Perfetti per vasi e giardini sono i papaveri ornamentali, di cui esistono ibridi di diversi colori e caratteristiche. Tra i più originali troviamo quelli asiatici provenienti dal Caucaso, dalla Turchia e dall’Iran: il Papaver orientale, erbacea perenne, ha lunghi steli e fiori che riescono a raggiungere i 15 cm di diametro. Molto curioso è anche il Papavero blu dell’Himalaya (Meconopsis betonicifolia), il fiore nazionale del Bhutan.

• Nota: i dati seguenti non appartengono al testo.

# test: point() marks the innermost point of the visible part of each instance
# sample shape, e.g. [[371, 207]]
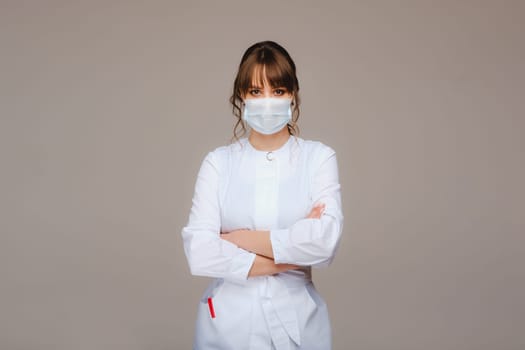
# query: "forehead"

Il Papavero d’Islanda (Papaver nudicaule) ha, nonostante il nome che riporta al grande Nord, un rapporto privilegiato con i coltivatori della Riviera. Storicamente legato alla floricoltura ligure, cresce bene in aiuole e giardini e si fa addomesticare anche in vaso. Regala un arcobaleno di gialli, arancio, rosa e bianchi con steli alti fino a 40 cm che si ottengono per semina e, pur perdendo velocemente i fiori formati dai classici 4 petali, è in grado di produrre centinaia di altri fiori in successione. Strategie della natura, che assicura in questo modo la possibilità di impollinazione a un fiore dalla breve vita.

Attenzione, invece, al Papaver somniferum, conosciuto anche come papavero da oppio: coltivarlo in Italia è proibito, la pianta infatti, originaria dell’Asia, dove cresce spontanea con i suoi bellissimi fiori viola o bianchi, contiene un “latte” da cui si estraggono gli alcaloidi che si ritrovano nell’oppio e nella morfina.

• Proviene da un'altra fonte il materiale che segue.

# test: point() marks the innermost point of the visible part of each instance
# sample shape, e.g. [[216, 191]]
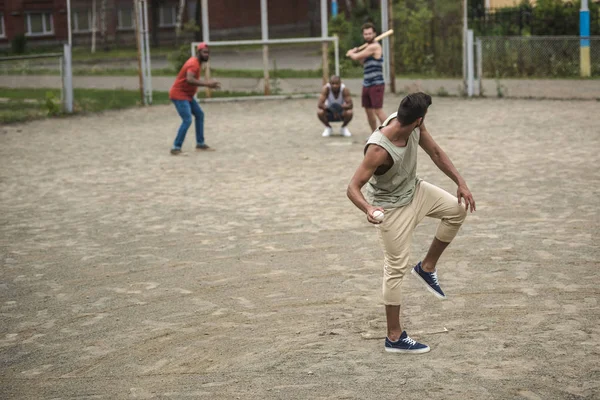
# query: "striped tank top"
[[373, 72]]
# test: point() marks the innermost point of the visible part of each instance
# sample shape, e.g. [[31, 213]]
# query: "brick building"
[[44, 22]]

Già noto nell’antichità proprio per le sue proprietà sedative, nel mondo greco il papavero era associato alla storia di Demetra, dea dei raccolti, la quale non solo preparava infusi di Papaver somniferum per consolarsi della perdita della figlia Proserpina, ma trasformò Mecone, di cui era innamorata, in un papavero, evitandogli la morte umana.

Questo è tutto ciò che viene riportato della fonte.